Aside from the required elements highlighted by the author of the book, James Surowiecki, the object in question should have several certain qualities as well: non-binary, non-polarized, little or no background knowledge required. That is to ensure the randomness and neutrality so that crowd wisdom can be effective. Surely, guessing the weight of an ox meets all these criteria.
Yet, most of the things that involve public opinion rarely meet all those requirements, especially when regarding morality and politics. Those things are usually complex in nature, heavily polarized and limited in choices. Some of the most prominent examples are Brexit and the 2016 President election in the US. Surely you wouldn't need me to tell you how they turned out.
Recently in Vietnam, there was an incident involved Khoa "pug" - appeared to be some well-known Youtuber that I never heard of. I'm not particularly interested in the details, but apparently he recorded a clip showing some receptionist at a resort mistreated him - a customer. And as expected, people jump right on the bandwagon to bombard that resort on Facebook with 1-star reviews.

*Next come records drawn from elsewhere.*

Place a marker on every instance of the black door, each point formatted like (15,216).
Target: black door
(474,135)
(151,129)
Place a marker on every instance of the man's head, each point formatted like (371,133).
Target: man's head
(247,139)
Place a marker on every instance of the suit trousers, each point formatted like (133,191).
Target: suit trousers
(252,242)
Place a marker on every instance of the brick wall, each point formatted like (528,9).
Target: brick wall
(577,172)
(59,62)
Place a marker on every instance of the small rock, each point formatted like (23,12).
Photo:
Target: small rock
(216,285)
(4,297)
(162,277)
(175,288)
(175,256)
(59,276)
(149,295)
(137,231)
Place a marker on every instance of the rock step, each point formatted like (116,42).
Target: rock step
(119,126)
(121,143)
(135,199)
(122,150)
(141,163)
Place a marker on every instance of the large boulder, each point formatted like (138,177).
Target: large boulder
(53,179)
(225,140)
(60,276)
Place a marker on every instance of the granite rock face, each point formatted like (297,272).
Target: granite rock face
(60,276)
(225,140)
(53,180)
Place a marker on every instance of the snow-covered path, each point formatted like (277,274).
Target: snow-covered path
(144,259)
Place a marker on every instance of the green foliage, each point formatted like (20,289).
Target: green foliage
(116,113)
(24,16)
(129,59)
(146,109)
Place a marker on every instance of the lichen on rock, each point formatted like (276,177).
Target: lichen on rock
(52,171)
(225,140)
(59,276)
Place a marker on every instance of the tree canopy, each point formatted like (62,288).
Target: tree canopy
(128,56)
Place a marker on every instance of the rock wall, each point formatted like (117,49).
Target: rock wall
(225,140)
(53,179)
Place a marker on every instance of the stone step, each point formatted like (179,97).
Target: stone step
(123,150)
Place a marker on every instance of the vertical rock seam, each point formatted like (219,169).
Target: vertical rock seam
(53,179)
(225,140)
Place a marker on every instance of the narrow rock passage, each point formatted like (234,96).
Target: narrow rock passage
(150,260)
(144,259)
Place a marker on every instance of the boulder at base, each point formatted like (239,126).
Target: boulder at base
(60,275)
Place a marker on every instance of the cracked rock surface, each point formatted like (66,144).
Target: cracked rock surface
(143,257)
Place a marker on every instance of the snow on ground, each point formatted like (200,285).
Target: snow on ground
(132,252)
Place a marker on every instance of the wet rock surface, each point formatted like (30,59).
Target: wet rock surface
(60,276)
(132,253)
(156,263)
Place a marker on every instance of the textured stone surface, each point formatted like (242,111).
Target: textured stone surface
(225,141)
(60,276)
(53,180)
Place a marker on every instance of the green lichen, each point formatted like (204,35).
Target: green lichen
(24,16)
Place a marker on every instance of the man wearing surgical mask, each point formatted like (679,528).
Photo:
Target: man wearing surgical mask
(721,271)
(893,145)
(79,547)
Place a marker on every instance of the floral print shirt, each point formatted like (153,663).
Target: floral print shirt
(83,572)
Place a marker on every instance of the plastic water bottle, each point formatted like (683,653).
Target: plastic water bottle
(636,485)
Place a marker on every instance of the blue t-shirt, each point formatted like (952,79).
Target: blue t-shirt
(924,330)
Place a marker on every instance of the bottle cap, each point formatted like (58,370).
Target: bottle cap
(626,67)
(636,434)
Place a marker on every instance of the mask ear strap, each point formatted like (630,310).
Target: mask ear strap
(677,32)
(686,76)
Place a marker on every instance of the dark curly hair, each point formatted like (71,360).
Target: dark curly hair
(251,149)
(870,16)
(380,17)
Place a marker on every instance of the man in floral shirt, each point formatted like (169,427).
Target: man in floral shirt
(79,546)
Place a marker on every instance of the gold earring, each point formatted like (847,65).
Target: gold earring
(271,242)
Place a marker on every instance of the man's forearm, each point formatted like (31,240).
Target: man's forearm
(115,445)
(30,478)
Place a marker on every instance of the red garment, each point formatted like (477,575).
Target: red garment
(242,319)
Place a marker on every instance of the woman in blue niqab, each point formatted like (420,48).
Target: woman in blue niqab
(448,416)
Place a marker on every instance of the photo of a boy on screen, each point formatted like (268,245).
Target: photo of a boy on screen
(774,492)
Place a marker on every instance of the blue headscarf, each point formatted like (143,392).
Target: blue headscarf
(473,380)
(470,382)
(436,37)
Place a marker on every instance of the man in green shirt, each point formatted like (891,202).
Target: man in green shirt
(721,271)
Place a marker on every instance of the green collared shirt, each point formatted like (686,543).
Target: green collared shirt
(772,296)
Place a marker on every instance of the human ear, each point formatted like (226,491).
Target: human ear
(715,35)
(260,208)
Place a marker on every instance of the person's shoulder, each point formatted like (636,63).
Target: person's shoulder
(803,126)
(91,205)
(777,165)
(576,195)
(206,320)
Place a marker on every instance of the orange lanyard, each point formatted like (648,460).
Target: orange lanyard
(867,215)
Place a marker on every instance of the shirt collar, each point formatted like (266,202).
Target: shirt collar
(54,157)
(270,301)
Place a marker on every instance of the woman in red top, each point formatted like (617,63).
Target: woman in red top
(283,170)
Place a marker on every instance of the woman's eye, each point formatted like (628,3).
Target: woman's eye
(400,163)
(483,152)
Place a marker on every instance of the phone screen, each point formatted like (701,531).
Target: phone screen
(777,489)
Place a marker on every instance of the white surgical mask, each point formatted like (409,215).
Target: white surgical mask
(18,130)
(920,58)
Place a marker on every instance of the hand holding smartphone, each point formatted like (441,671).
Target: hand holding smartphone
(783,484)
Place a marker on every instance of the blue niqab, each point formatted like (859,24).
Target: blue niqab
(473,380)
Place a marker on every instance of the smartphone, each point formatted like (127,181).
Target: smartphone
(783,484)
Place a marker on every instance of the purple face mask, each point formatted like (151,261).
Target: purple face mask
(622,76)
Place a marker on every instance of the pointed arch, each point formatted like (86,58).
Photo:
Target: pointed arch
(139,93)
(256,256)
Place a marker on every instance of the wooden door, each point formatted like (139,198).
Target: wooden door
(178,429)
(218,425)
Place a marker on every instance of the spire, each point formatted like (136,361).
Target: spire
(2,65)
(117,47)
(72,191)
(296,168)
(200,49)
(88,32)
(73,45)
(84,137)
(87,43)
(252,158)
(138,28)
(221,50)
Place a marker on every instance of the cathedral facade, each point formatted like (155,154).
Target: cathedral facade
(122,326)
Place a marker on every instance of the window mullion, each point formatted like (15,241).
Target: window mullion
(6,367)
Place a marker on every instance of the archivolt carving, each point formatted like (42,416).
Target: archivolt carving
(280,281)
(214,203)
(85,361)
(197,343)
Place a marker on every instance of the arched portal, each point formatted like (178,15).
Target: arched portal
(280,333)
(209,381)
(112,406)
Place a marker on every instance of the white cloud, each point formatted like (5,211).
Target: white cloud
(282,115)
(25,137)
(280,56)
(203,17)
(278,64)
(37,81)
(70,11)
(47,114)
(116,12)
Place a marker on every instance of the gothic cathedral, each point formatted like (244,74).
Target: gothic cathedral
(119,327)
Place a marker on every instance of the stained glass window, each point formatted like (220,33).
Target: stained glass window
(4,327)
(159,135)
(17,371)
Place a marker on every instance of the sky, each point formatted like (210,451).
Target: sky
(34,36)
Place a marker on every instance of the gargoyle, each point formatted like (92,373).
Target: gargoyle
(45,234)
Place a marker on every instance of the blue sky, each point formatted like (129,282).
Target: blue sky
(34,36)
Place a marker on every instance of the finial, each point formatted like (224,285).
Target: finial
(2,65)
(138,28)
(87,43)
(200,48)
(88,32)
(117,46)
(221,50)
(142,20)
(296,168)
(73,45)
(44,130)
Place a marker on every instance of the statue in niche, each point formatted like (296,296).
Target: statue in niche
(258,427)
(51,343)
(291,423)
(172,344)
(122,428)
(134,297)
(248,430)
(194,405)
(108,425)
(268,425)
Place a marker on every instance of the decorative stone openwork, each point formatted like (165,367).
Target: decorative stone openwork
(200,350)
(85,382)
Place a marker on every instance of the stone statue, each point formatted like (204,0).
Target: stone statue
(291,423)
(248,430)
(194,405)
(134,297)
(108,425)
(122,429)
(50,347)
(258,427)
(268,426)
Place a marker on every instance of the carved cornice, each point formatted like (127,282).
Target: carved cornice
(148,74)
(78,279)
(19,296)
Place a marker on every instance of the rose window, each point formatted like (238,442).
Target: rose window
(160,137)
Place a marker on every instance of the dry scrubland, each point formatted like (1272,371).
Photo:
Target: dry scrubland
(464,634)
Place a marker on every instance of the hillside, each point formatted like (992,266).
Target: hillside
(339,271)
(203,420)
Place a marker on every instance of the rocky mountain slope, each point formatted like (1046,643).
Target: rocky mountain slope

The ridiculous thing is that most of them have never ever booked that place, yet they went with the flow anyway. 
And so this is the case of people giving themselves the "moral license" that gives them the right to trash anything they deem morally or politically incorrect, regardless whether they truly understand the situation or not. Anonimosity gives them a powerful position to attack without getting exposed in return. A sense of moral superiority is a dangerous poison.
And almost every time, the damage exceeds what it should've cost and innocent peple get dragged into to pay for the loss that's not even their own. Nothing new at all.

But beyond that, I wonder what is the true intent of that Youtuber. Did he want publicity? Did he want to be a hero of justice? Or maybe both?

And it leads me to the question: how far can you go to frame someone "wrong"? (or let's put it in another way: is it bad intent to do whatever it takes to prove someone has bad intent?)
Logically speaking, rational people would stop after a certain point, as the possibility of such bad intent is so unrealistically slim. But humans are not rational creature, they are driven by instincts and thus they are biased. They will dig their hole as deep as they wish just to find something that satisfies their own cognitive dissonance.
The case of Khoa "pug" and the case in the Youtube video above aren't much different. While the severity and seriousness are not the same, both of them have the same intent directionally. Both want to expose the weakness, the wrongness of the party involved.
And to frame someone wrong is surprisingly easy. In the world of potitical correctness, almost everything can be taken out of context and set to be offensive or wrong. Look no further, even the most upvoted posts on Spiderum would always have something that sounds "wrong" when taken out of context.
Context is one thing, but you can also frame people just by leading them to answer a series of question. The heat around abortion and feminism is just another example. Those questions don't need to have factually correct answers, they just need to be persuasive, like how Scott Adams pointed out here:
Or better, you can find countless videos on Youtube regarding pro-life, pro-choice, whatever. They are really persuasive, visual-wise. Factually correct? Not so.
And so, you can go as far as your skills allow to frame someone "wrong". Coupled with moral license, suddenly it becomes a lethal weapon that could end anyone's life or career in a matter of seconds.
If you're someone whose moral standards are closely matched with the social standards, you will find youself jumping on the bandwagon quite often, sometimes even with the most trivial things. You're gonna have a hard time understanding and accepting others, and you're mostl likely to live your whole life in your own bubble. A social justice warrior - but not really.
Moral of the story: don't ever take the moral license.